Un jour « historique »… sans un mot

Pas un mot de la Haute représentante lors de sa conférence de presse finale, aucun mémo disponible pour expliquer la nature des 17 projets envisagés (2). Seul était disponible l’intitulé pour le moins énigmatique des projets (du moins pour ceux qui ne sont pas lecteurs de B2 Pro) (3). Aucun conseiller technique ou militaire disponible pour expliquer et détailler… Rien, zéro, nada… (4) En soi, ce n’est pas illogique, les projets de la Politique de sécurité et de défense commune (PSDC) sont aujourd’hui entourés d’un mystère et d’une discrétion absolue au point qu’on se demande si c’est toujours une action européenne… (cf. encadré)

Une priorité pour les citoyens, vraiment ?

Pour le projet de défense européenne, qu’on a présenté maintes fois comme la priorité non seulement pour l’Europe, mais pour relancer le lien de confiance avec les citoyens, c’est une erreur magistrale. Cela risque de nourrir les soupçons. J’étais ces derniers jours invité à trois débats, réunissant des personnes d’horizons et de convictions très différentes : des pacifistes (autour du pacifisme de demain, au parlement de la région Bruxelles Capitale), des Européens convaincus (le mouvement européen à Arras), des officiers supérieurs (élèves de l’école de guerre française pour se préparer aux plus hautes fonctions). Autant dire des publics très distincts. Les questions posées à l’issue d’un petit exposé l’ont prouvé…

Le manque d’information entraîne des questions…

Quel est le fonctionnement, le contrôle (démocratique, des gouvernements) sur la PESCO ? Pourquoi des instances « civiles » comme l’Union européenne s’occupent de ces sujets de défense, n’y-a-t-il pas un risque de militarisation de l’Union (ou de dépossession des États membres de leurs compétences) ? Le programme de recherche défense n’est-il pas du avant tout au poids du lobbying de l’industrie de défense ? Etc. On le voit les questions tournent toutes autour du contrôle démocratique et du soupçon d’un programme tourné en fonction d’intérêts particuliers plutôt que d’intérêts généraux.

L’absence de transparence nourrit les soupçons

En procédant en catimini, sans débat, avec une communication plus que limitée envers l’opinion publique, aucune information et consultation préalable des parlementaires européens (5), on nourrit immanquablement le soupçon. Ce sont d’excellentes questions. Elles mériteraient d’avoir une réponse claire, sans ambiguïté. D’autant qu’elles surviennent chez des publics plutôt acquis à la cause européenne.
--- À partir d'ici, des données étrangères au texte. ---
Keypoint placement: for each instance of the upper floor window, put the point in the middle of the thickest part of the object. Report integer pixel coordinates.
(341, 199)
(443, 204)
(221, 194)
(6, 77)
Sinon le soutien, avéré, dans les sondages à la politique de défense européenne risquent de fondre comme neige au soleil.

Établir une vraie démocratie européenne

Plus généralement, malgré le fait que les Traités ne prévoient aucune procédure de consultation d’aucune sorte pour la Coopération structurée permanente en matière de défense, il faut prévoir des procédures spécifiques d’information et de consultation du Parlement européen (5). L’existence d’une telle information, d’un tel débat démocratique est une nécessité si l’on veut que le projet de défense soit partagé par l’opinion publique et la population et ne se transforme pas en un débat « techno », réservé à quelques uns. Le silence et le secret nourrissent les soupçons, les erreurs de perception, les rumeurs… Et à terme l’euroscepticisme.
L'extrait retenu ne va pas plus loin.